Purpose Early diagnosis as well as initiation of successful treatment are two big challenges in the management of patients with autoimmune diseases (AID). Overlap of a plethora of clinical symptoms, ranging from multi-organ involvement, fatique, inflammation to CNS-involvement make differential diagnosis quite challenging. Especially in early disease these signs are difficult to quantify, hence the lag time from start of disease until clinical diagnosis may be delayed, sometimes for years. With the growing interest in conducting clinical trials in AID, there is a need for new biomarkers that can be used to diagnose individual AIDs to reduce the inclusion of patients not carrying the intended disease, and identify clinical subsets, predict treatment outcome and assess disease activity. Methods The autoantibody reactivity pattern in serum of AID patients was analysed using a Luminex bead-based antigen array (SeroTag) and 1,600–8000 selected human protein antigens. We screened over 3000 serum samples from Sjogren’s Syndrome (n=350), SLE (n≥1000), SSc (n≥250), RA (n≥1000), and several other AIDs and over 1000 healthy individuals to confirm known and to discover novel autoantibodies, create reduced autoantibody panels for differential diagnosis and disease subgrouping.
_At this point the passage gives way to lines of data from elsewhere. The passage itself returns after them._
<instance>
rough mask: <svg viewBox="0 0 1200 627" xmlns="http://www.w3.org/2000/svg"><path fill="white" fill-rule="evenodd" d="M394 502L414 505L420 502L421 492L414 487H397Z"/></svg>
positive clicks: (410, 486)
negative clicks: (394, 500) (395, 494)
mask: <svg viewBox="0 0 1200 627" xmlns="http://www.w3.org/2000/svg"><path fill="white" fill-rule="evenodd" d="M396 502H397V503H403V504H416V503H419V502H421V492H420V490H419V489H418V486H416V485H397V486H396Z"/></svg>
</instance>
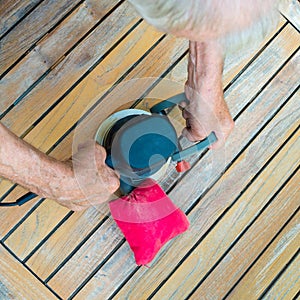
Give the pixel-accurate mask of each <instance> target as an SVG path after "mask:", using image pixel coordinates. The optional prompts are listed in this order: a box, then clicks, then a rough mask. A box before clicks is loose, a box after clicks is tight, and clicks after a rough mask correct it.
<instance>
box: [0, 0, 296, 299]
mask: <svg viewBox="0 0 300 300" xmlns="http://www.w3.org/2000/svg"><path fill="white" fill-rule="evenodd" d="M10 2H11V1H10ZM56 2H57V1H56ZM56 2H55V1H53V0H44V1H41V0H39V1H37V0H33V1H27V0H25V1H23V2H21V1H15V2H14V3H12V2H11V3H8V1H6V0H4V1H2V2H1V4H0V11H1V13H0V15H1V14H2V13H3V14H4V17H3V18H2V19H1V21H0V22H2V23H3V24H4V27H2V28H0V35H1V32H2V33H5V32H7V34H4V38H3V39H1V40H0V49H1V54H2V55H1V56H0V70H2V71H1V72H0V73H2V72H4V75H5V76H4V77H3V78H1V75H0V78H1V81H0V89H1V94H2V95H4V96H5V97H4V96H3V98H5V101H4V102H3V103H1V104H0V111H1V113H3V112H5V113H4V114H3V118H2V120H1V121H2V122H3V123H4V124H5V125H6V126H7V127H9V128H10V129H11V130H12V131H13V132H15V133H16V134H17V135H19V136H21V137H22V138H23V139H24V140H26V141H28V142H29V143H30V144H32V145H34V146H35V147H37V148H39V149H41V150H42V151H44V152H46V153H48V154H49V155H51V156H53V157H56V158H57V159H61V160H63V159H67V158H69V157H70V156H71V153H72V151H74V150H75V151H76V146H77V144H78V142H80V140H79V135H80V134H81V135H83V136H84V137H85V138H88V137H91V138H93V137H94V134H95V131H96V129H97V127H98V125H99V124H100V123H101V122H102V121H103V120H104V119H105V118H106V117H107V116H108V115H109V114H111V113H112V112H113V111H115V110H117V109H121V108H122V109H123V108H128V107H130V106H131V105H133V104H134V103H135V100H137V99H141V101H140V102H139V103H135V105H136V107H137V108H142V109H145V110H148V109H149V107H151V106H152V105H153V104H154V103H156V102H157V101H158V100H159V99H165V98H166V97H169V96H172V95H174V94H175V93H179V92H182V91H183V89H184V82H185V80H186V76H187V70H186V65H187V56H186V53H187V47H188V44H187V41H186V40H183V39H177V38H174V37H172V36H169V35H164V34H163V33H160V32H158V31H156V30H155V29H154V28H153V27H151V26H149V25H147V24H146V23H145V22H144V21H141V18H140V16H139V15H138V14H137V13H136V12H135V10H134V9H133V7H131V6H130V4H128V2H127V1H122V0H113V1H108V0H103V1H100V0H99V1H96V0H86V1H80V0H77V1H73V2H72V3H71V2H70V1H69V0H64V1H60V2H58V3H56ZM289 3H290V6H289V8H288V9H287V10H285V11H282V14H283V17H281V19H280V23H279V26H278V28H277V29H276V30H274V32H273V33H272V34H271V35H270V36H269V37H267V38H266V39H265V41H264V44H265V46H264V45H262V47H261V49H254V48H251V47H248V49H244V50H245V51H244V50H243V51H241V52H240V53H239V54H235V55H232V56H230V55H229V56H227V58H226V62H225V69H224V76H223V85H224V87H225V88H226V89H225V91H226V92H225V98H226V101H227V103H228V105H229V108H230V112H231V114H232V115H233V117H234V118H235V121H236V128H235V130H234V132H233V133H232V134H231V136H230V137H229V139H228V142H227V144H226V146H225V147H224V148H223V149H220V150H214V151H208V152H202V153H200V154H198V155H194V156H193V157H191V158H189V161H190V162H191V163H192V166H193V167H192V169H191V170H190V171H188V172H186V173H185V174H178V173H177V172H176V171H174V166H173V165H171V166H170V167H169V169H168V172H167V174H168V175H167V176H165V178H162V180H161V181H160V184H161V185H162V187H163V188H164V189H165V190H166V191H167V192H168V194H169V196H170V198H171V199H172V200H173V202H175V203H176V204H177V205H178V206H179V207H180V208H181V209H182V210H184V211H185V212H186V213H187V214H188V218H189V220H190V222H191V227H190V229H189V230H188V231H187V232H186V233H184V234H183V235H181V236H178V237H177V238H175V239H173V240H172V241H170V242H169V243H168V244H167V245H165V246H164V247H163V249H162V250H161V251H160V252H159V253H158V255H157V256H156V258H155V259H154V261H153V262H152V263H151V267H150V269H148V268H145V267H137V266H136V264H135V261H134V257H133V254H132V252H131V250H130V249H129V245H128V243H127V242H126V241H125V239H124V237H123V235H122V233H121V232H120V230H119V229H118V227H117V225H116V224H115V222H114V221H113V219H112V218H111V216H110V214H109V209H108V205H107V203H104V204H102V205H100V206H98V207H91V208H89V209H88V210H86V211H84V212H76V213H73V212H70V211H69V210H68V209H66V208H64V207H61V206H59V205H58V204H57V203H55V202H54V201H51V200H49V199H45V200H43V201H41V199H40V198H37V199H36V200H33V201H30V202H29V203H27V204H25V205H24V206H22V207H18V208H15V209H13V208H11V209H6V208H1V209H0V218H1V220H4V221H3V222H1V223H0V239H1V242H0V254H1V257H2V258H3V260H2V259H1V260H0V271H1V272H0V289H1V290H0V298H4V299H6V298H9V299H10V298H13V299H14V298H16V299H36V298H41V299H52V298H53V299H57V297H56V295H55V293H56V294H57V296H58V297H61V298H62V299H67V298H69V297H70V299H73V298H75V299H108V298H111V297H114V298H116V299H146V298H147V297H150V298H162V299H169V298H171V299H184V298H185V297H187V296H189V295H190V296H191V294H190V293H191V292H193V295H192V296H191V298H192V299H199V297H200V299H202V298H210V297H212V298H216V299H218V298H222V297H223V296H225V295H226V294H228V298H229V299H230V297H232V298H237V299H241V297H242V298H243V297H250V298H251V297H254V298H258V297H260V296H263V298H265V299H274V298H282V299H290V298H293V297H294V296H295V295H296V293H297V292H298V290H297V287H299V271H298V268H299V255H298V257H296V254H295V253H296V251H297V245H298V244H297V234H298V235H299V233H298V231H297V230H298V227H299V226H298V224H297V222H299V217H297V215H295V214H294V212H295V210H296V209H297V208H298V206H299V189H298V185H299V172H298V173H297V174H296V173H295V172H296V171H295V170H296V168H297V167H298V165H299V155H298V153H299V137H298V132H297V131H296V130H297V128H298V127H297V126H299V125H298V123H299V111H300V108H299V105H300V103H299V99H300V98H299V97H300V94H299V73H300V72H299V65H300V64H299V59H300V57H299V55H300V50H299V45H300V34H299V32H298V31H299V28H300V24H299V14H300V4H299V2H298V1H296V0H290V2H289ZM2 7H3V8H4V10H3V11H2ZM103 17H104V18H103ZM102 18H103V19H102ZM2 23H1V24H2ZM95 25H97V26H95ZM0 27H1V26H0ZM94 27H95V28H94ZM1 30H2V31H1ZM297 30H298V31H297ZM79 41H80V42H79ZM10 47H12V48H11V49H13V48H14V51H12V50H11V49H9V48H10ZM15 62H17V63H15ZM5 70H9V71H5ZM144 77H150V78H148V79H147V80H146V79H144V80H142V79H141V78H144ZM162 78H163V80H162ZM168 80H169V81H168ZM116 83H117V85H115V84H116ZM297 89H298V91H297ZM142 97H145V98H144V99H142ZM99 99H101V101H98V100H99ZM96 102H97V106H95V107H94V108H93V110H92V111H90V113H89V115H88V118H85V119H84V120H81V117H82V116H83V114H84V113H85V112H86V111H87V110H88V109H89V108H91V107H92V105H94V104H95V103H96ZM13 103H14V105H13V106H11V105H12V104H13ZM6 109H7V111H5V110H6ZM169 117H170V119H171V120H172V121H174V123H175V127H176V130H177V132H178V134H179V135H180V132H181V129H182V126H184V120H183V118H182V117H181V112H180V110H178V109H177V108H175V109H173V110H172V111H171V112H170V113H169ZM79 120H80V124H79V126H78V124H77V122H78V121H79ZM81 121H82V122H81ZM75 125H77V127H76V128H75ZM181 142H182V145H183V146H186V145H188V143H187V142H186V140H185V139H181ZM292 174H293V177H292V176H291V175H292ZM294 174H296V175H294ZM13 187H14V185H13V184H12V183H11V182H9V181H7V180H0V194H2V195H4V194H5V193H8V194H7V195H6V198H5V200H4V201H15V199H16V198H18V197H19V196H20V195H22V194H23V193H25V192H26V191H25V190H24V189H23V188H22V187H20V186H16V187H15V188H14V189H13V190H11V191H10V189H12V188H13ZM298 215H299V214H298ZM291 216H293V218H291ZM287 220H289V222H288V223H287ZM251 242H252V244H253V245H255V247H253V249H252V248H251V250H250V251H249V247H248V245H249V244H251ZM14 255H15V256H16V257H17V258H18V259H16V258H15V257H14ZM228 274H230V276H228ZM225 277H226V278H225ZM254 281H256V284H254ZM19 283H20V284H19ZM216 283H217V285H218V288H216ZM25 286H26V287H28V289H29V290H30V291H29V292H28V290H27V288H24V287H25ZM247 293H248V294H247ZM247 295H248V296H247Z"/></svg>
Results Apart from clear confirmation of the known benchmark autoantigens known for many years we have discovered over 80 novel autoantibodies, which were detected in frequencies of 10 to >25% in selected AIDs. Some novel autoantibodies are specific for certain diseases, such as the major vault protein in SLE or BICD2 in SSc. Others are present in several diseases, indicating overlap syndromes. Multiplex panels of 50–100 AABs were generated and tested to allow for a subgroup definition of Sjogren’s, SLE, and for clear segregation of SjS/SLE overlap syndrome patients. As well, subgrouping of SSc and early RA patients was achieved. Conclusions A set of 100–150 autoantigens, half of them well established, the other half novel, succeed in differential diagnosis of AID, in some diseases already at early disease stage. This panel has been used in several drug trials to subgroup SLE, Sjogrens or RA into subgroups. Especially in SLE, outliers in the range of 10%–15% of the trial population were seen which can be used to curate a trial population, eventually to arrive at a more precise assessment of trials primary objectives.